Perhimpunan Hotel dan Restoran Indonesia (PHRI) merekomendasikan kepada pemerintah untuk segera menyusun cetak biru atau kerangka kerja yang terperinci bagi sektor pariwisata, sehingga pelaku industri dapat lebih siap bersaing di tingkat global, berkelanjutan, dan memberikan dampak signifikan terhadap perekonomian nasional.
"Seharusnya kita sudah mulai menyusun yang disebut blueprint.
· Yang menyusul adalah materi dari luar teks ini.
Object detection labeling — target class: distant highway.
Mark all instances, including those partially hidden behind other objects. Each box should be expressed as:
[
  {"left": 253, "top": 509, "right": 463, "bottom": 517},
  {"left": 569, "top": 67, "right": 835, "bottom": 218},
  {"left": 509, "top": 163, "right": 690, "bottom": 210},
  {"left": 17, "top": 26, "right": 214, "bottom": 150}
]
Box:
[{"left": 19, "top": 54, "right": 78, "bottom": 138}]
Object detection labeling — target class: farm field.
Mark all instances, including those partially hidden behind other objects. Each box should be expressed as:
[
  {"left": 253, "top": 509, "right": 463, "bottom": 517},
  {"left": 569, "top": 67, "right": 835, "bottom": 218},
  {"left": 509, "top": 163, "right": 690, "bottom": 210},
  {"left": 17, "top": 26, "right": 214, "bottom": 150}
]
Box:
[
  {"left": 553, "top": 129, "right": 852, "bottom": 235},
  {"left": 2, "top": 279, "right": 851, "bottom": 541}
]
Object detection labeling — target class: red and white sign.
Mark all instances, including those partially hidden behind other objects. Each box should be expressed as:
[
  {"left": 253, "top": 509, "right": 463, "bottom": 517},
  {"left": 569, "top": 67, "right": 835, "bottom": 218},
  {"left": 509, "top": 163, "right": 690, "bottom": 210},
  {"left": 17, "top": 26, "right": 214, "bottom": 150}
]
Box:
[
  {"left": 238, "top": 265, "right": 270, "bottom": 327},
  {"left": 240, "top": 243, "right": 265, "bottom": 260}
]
Jadi, kita tidak hanya berbicara tentang branding dan promosi," ujar Sekretaris Jenderal PHRI Maulana Yusran saat dihubungi ANTARA di Jakarta, Rabu.
Yusran menegaskan bahwa blueprint akan berfungsi sebagai pedoman yang jelas sekaligus solusi untuk berbagai masalah yang dihadapi sektor pariwisata belakangan ini. Ia menilai bahwa pembuatan blueprint lebih mendesak dibandingkan dengan membahas perubahan target pasar dalam prospek yang lebih luas.
Setiap aturan dan rincian yang diuraikan dalam blueprint dapat mencegah terjadinya persaingan yang tidak sehat, memperketat pengawasan terhadap tata kelola industri pariwisata, serta mendukung pertumbuhan ekosistem pariwisata di Indonesia.
Ia menunjukkan bahwa saat ini telah muncul penyedia akomodasi liar dan ilegal di dalam Online Travel Agency (OTA), yang menyebabkan terjadinya persaingan usaha yang tidak sehat dengan penyedia akomodasi lokal akibat perizinan berusaha yang kurang ketat.
Banyak rumah penyedia akomodasi yang dijadikan sebagai kos-kosan atau apartemen muncul di kawasan perumahan, yang dalam aturan tata ruang dan Klasifikasi Baku Lapangan Usaha Indonesia (KBLI) seharusnya tidak diperbolehkan.
"Kita dapat melihat di platform Airbnb, banyak rumah yang disewakan. Sebenarnya, pemerintah bisa memulai dari sana, dan bagaimana pihak asing dapat melakukan kegiatan usaha baik akomodasi maupun OTA yang tidak mematuhi peraturan yang berlaku," ujarnya.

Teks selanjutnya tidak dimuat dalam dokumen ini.